With the introduction of the KOBH,(KOBH is pronounced "cob", short for cobblestones), Pinarello takes the amazing form of the Dogma Carbon and re-fashions it for the worst of the Spring Classic pavé. So you know that will be my choice.
The frame was developed from Pinarello's highly successful past. In 2007, the Paris Carbon won. In 2008, the Prince won. In 2009, the Prince again won , and in 2010, the Dogma has won.
With this outstanding record, I would be crazy not to consider another Pinarello for 2011. But I fear Pinarello's price tag. I think it may be out of my range. So lurking in the wings is a Ridley Damocle and Helium which may take 1st place. Stay tuned for that post.
Trying to play catch up after a 15 year absence from the sport of cycling has been overwhelming at times. I find myself bemused, bewildered, even delusional at times. I grasp on to the past, to help guide me. As I journey, I'm witness to a vast evolution which has taken place and now forge ahead and see the future in design and technology of this great sport.
But in retrospect, I find myself achieving the greatest sense of belonging. Belonging to a sport that always been good to me. It feels good reclaiming that sense of belonging.

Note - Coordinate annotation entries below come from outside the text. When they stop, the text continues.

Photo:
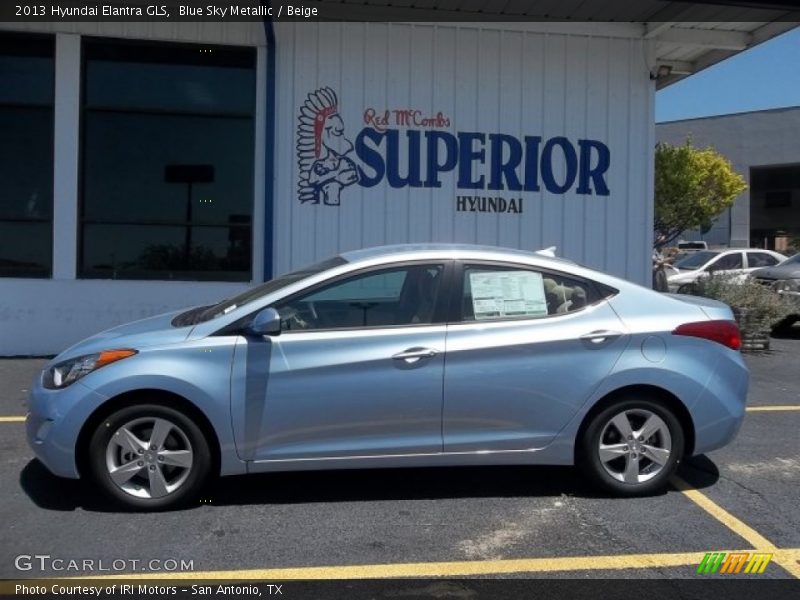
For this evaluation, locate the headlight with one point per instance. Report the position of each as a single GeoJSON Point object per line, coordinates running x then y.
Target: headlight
{"type": "Point", "coordinates": [787, 286]}
{"type": "Point", "coordinates": [63, 374]}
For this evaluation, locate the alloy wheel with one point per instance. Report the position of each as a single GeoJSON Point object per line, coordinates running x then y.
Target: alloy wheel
{"type": "Point", "coordinates": [149, 457]}
{"type": "Point", "coordinates": [635, 446]}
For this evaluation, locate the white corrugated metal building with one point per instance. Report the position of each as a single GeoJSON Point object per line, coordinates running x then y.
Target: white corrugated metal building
{"type": "Point", "coordinates": [180, 174]}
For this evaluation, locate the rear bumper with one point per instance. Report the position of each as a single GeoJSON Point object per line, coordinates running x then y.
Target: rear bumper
{"type": "Point", "coordinates": [719, 410]}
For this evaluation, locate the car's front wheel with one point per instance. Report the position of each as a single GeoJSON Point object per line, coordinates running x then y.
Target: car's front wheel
{"type": "Point", "coordinates": [632, 447]}
{"type": "Point", "coordinates": [149, 457]}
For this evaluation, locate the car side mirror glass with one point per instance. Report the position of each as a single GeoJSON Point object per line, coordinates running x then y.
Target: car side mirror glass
{"type": "Point", "coordinates": [266, 322]}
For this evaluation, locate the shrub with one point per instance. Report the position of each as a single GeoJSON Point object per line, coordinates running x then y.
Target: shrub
{"type": "Point", "coordinates": [757, 307]}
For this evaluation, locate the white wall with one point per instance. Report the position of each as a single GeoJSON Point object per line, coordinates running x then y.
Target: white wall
{"type": "Point", "coordinates": [530, 79]}
{"type": "Point", "coordinates": [492, 79]}
{"type": "Point", "coordinates": [40, 317]}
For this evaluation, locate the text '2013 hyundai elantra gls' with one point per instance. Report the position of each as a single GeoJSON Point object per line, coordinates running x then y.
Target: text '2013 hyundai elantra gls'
{"type": "Point", "coordinates": [430, 355]}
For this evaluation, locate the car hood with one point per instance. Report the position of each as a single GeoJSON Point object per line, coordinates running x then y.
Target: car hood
{"type": "Point", "coordinates": [786, 272]}
{"type": "Point", "coordinates": [137, 334]}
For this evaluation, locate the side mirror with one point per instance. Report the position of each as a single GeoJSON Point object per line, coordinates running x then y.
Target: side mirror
{"type": "Point", "coordinates": [267, 322]}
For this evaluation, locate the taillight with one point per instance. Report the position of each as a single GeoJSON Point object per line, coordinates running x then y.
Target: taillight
{"type": "Point", "coordinates": [723, 332]}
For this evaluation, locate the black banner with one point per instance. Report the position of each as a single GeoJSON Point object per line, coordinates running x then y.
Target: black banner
{"type": "Point", "coordinates": [733, 588]}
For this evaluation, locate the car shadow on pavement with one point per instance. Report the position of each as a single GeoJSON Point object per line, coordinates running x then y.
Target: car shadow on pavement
{"type": "Point", "coordinates": [699, 472]}
{"type": "Point", "coordinates": [367, 485]}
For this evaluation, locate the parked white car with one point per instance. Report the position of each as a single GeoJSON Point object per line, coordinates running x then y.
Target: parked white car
{"type": "Point", "coordinates": [736, 262]}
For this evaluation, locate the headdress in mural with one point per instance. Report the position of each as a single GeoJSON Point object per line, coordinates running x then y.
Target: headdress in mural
{"type": "Point", "coordinates": [321, 150]}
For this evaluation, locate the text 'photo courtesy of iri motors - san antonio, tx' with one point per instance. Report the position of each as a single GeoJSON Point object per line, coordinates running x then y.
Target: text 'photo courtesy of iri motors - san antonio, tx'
{"type": "Point", "coordinates": [409, 149]}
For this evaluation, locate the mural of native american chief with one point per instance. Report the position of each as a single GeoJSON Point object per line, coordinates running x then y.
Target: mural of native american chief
{"type": "Point", "coordinates": [322, 149]}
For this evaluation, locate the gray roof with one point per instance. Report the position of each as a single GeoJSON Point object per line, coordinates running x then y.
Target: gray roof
{"type": "Point", "coordinates": [688, 36]}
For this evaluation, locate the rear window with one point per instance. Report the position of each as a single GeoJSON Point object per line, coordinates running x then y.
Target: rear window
{"type": "Point", "coordinates": [692, 245]}
{"type": "Point", "coordinates": [273, 285]}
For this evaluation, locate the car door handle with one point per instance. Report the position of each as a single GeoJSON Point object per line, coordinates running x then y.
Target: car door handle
{"type": "Point", "coordinates": [412, 355]}
{"type": "Point", "coordinates": [600, 336]}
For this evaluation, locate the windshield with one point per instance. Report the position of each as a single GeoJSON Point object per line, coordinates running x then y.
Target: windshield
{"type": "Point", "coordinates": [694, 261]}
{"type": "Point", "coordinates": [273, 285]}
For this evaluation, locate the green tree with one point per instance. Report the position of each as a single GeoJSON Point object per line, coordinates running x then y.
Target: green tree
{"type": "Point", "coordinates": [692, 188]}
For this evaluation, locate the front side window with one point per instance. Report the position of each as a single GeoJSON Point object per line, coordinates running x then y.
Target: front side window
{"type": "Point", "coordinates": [727, 262]}
{"type": "Point", "coordinates": [26, 155]}
{"type": "Point", "coordinates": [511, 293]}
{"type": "Point", "coordinates": [384, 298]}
{"type": "Point", "coordinates": [760, 259]}
{"type": "Point", "coordinates": [167, 161]}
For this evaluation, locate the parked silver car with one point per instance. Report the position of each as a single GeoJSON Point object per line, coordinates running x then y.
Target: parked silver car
{"type": "Point", "coordinates": [429, 355]}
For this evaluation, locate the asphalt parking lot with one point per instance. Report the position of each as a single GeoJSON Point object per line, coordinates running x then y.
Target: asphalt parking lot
{"type": "Point", "coordinates": [489, 522]}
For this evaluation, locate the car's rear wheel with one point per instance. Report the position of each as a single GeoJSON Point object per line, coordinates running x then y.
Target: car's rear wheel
{"type": "Point", "coordinates": [149, 457]}
{"type": "Point", "coordinates": [632, 447]}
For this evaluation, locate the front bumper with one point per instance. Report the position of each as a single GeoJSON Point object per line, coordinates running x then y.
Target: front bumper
{"type": "Point", "coordinates": [54, 421]}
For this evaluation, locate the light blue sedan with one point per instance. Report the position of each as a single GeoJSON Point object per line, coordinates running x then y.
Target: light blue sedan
{"type": "Point", "coordinates": [399, 356]}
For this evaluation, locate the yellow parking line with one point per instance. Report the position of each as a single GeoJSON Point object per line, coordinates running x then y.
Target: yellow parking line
{"type": "Point", "coordinates": [450, 569]}
{"type": "Point", "coordinates": [738, 526]}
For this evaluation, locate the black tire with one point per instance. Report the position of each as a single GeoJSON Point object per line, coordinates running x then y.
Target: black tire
{"type": "Point", "coordinates": [588, 454]}
{"type": "Point", "coordinates": [188, 480]}
{"type": "Point", "coordinates": [785, 326]}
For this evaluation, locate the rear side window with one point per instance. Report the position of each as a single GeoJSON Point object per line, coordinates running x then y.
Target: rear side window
{"type": "Point", "coordinates": [505, 292]}
{"type": "Point", "coordinates": [760, 259]}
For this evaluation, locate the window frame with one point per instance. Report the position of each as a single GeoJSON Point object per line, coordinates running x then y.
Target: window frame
{"type": "Point", "coordinates": [456, 312]}
{"type": "Point", "coordinates": [164, 48]}
{"type": "Point", "coordinates": [441, 309]}
{"type": "Point", "coordinates": [42, 42]}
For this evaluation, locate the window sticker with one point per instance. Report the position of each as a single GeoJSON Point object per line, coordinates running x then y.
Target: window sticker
{"type": "Point", "coordinates": [507, 294]}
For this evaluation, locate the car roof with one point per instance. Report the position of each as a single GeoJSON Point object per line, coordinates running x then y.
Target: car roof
{"type": "Point", "coordinates": [473, 251]}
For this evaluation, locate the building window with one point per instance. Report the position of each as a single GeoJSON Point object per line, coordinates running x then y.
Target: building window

If there had to be a downside, it would be the daunting task of having to buy everything from clothing and equipment again including a new bike come 2011. That hasn't been easy. The names, the stores and people have changed. Many retired, some passed on. From frame builders, to clothing and component manufacturers, the old guard has been replaced by the new. I'm glad for companies like la bicicletta, racer sportif, and Rapha , as they pay tribute to my heroes of the past, and they certainly have made it easy to recapture that sense of belonging.